Section 121(5A) of the Magistrates’ Courts Act allows the use of appropriate fines beyond the £1 normally allowed when a single justice is sitting. There is a statutory declaration procedure where a defendant was unaware that the case was in progress.

A new time limit is introduced for summary offences under section 127 of the Communications Act 2003. The new limit is the earlier of three years from the date of the offence, or six months from the date on which evidence comes to the knowledge of a prosecutor sufficient to justify proceedings.

A significant change is made to the powers of a court dealing with a young offender in relation to grave crime. Section 3B of the Powers of Criminal Courts (Sentencing) Act 2000 is amended so that the court will have power to commit for sentence even after a trial. This power was considered in R (DPP) v South Tyneside Youth Court and B [2015] EWHC 1455.

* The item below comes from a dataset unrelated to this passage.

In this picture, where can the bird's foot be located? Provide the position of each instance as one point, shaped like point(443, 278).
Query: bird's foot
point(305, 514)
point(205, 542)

The court identified that, because of this change, the appropriate approach in deciding whether a court should decline jurisdiction in relation to a grave crime is not any longer to take the prosecution case at its highest, but to have regard to all relevant factors. The court held that more information is likely to become available during the progress of the trial itself, thus enabling a committal for sentence if the offence requires long-term detention.

Although the court held that relevant considerations at the moment of allocation include the possibility of a jury trial and the need for privacy, it is difficult to find any statutory basis for that view because the act concentrates only on sentencing powers. The judgment recognises that it is undesirable for young offenders to be tried before a jury.

Section 45 of the Youth Justice and Criminal Evidence Act 1999 is finally brought into force at the same time as section 45A. Section 39 of the Children and Young Persons Act 1933 is now disapplied from criminal proceedings, although it remains relevant for civil proceedings including civil injunctions in the Youth Court.

Under section 45 the court may direct that no matter relating to any person concerned in the proceedings shall, while they are under 18, be included in any publication if it is likely to lead members of the public to identify them as a person concerned in the proceedings. It is this section that applies to the defendants themselves.

However, in relation to witnesses, regard should be had to section 45A. This can provide lifelong anonymity if the pre-conditions of section 45A(5) are satisfied. The court may make a reporting direction only if the quality of the evidence given by the person, or the level of co-operation given by the person to any party to the proceedings, is likely to be diminished by reason of fear or distress on the part of the person in connection with being identified by members of the public; subsection 6 sets out the relevant criteria.

These provisions, and the amended section 49 of the Children and Young Persons Act 1933 (applying to youth courts), now include within their remit not only television, radio and newspapers but also social media.